Something that has bothered me for a while is the deafening silence coming from management in defense of their companies. When their stock values are being pummeled on a daily basis, the fact that they have so little to say for themselves creates further doubt and hurts them more.
I'm not advocating talking heads with smiling faces proclaiming that everything is fine and trying to build confidence with optimistic speeches. I am advocating that they tell us what is working and what is not working, and what their short-term strategy is to ride out the storm or turn things around. When there are things they are concerned about, they should share those too.
When I write I try to be as open and forthright as possible. When I blunder I do not hide it, because my personal integrity is more important, even if it means that I appear foolish at times. The same is true for all of us, and when our business leaders and government officials do not promote disclosure and transparency, then they lose credibility, create fear and doubt, and postpone a return to stable markets.
I have written before and shouted to all who would listen that the most expensive thing you can lose is trust. You would think this would be fairly obvious to people in positions of responsibility, but somehow it does not seem to be.
People are outraged by the false promises, lies, cheating, and lack of accountability they are witnessing, and they are worried that it might get worse. As a matter of fact, when the market's dropping investors are sending a clear message that they think things are going to get worse.
When I see the stocks of General Electric (NYSE: GE) hit a fourteen-year low or Wells Fargo (NYSE: WFC) get sliced in half in ten days, I wonder why nothing is said?
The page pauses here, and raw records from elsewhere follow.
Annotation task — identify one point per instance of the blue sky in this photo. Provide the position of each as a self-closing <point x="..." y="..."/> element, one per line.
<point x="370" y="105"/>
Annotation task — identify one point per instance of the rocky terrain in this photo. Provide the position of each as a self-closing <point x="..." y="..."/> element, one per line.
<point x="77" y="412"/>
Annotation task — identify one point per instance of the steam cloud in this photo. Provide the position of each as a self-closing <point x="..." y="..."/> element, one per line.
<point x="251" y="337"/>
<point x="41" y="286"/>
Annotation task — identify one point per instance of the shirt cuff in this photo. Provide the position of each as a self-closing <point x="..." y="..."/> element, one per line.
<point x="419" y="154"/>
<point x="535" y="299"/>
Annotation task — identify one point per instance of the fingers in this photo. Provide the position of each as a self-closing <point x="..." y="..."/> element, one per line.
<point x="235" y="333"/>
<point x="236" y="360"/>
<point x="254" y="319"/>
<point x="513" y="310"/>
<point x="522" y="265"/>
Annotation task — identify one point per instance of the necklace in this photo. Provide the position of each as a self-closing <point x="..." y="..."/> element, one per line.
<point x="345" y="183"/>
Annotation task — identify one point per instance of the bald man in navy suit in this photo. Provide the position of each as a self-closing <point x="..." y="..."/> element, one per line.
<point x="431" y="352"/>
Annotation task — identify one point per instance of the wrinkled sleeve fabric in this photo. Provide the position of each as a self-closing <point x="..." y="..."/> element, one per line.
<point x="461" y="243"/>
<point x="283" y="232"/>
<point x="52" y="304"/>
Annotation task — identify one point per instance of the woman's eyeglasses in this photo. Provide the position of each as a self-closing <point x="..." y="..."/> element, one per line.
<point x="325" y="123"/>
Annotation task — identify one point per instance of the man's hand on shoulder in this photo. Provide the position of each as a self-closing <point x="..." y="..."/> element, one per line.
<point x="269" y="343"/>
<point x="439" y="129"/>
It leaves the impression that things are bad!
Both of these stocks are in my picks for the year, and besides making me look bad and costing me money, they are doing nothing to change market sentiment. In the absence of any company information, it is left for talking heads to speculate about how bad things really are.
If a company does not refute the negativity in the market place with supporting evidence to the contrary, then one is left to believe that the hearsay and rumors about financial difficulties might be true. Perhaps they do not even know how bad things are or when they might improve, and they have no strategy except to keep cutting costs and to accumulate data for the next quarterly report. By then the stocks will be lower still.
They should speak up. They should defend themselves, if they can, or fear will continue to rule the day.
Sheldon Liber is the CEO of a small private investment company and the principal for design and research at an architecture and planning firm. He writes the columns Chasing Value and Serious Money. Disclosure: I own shares of GE and WFC.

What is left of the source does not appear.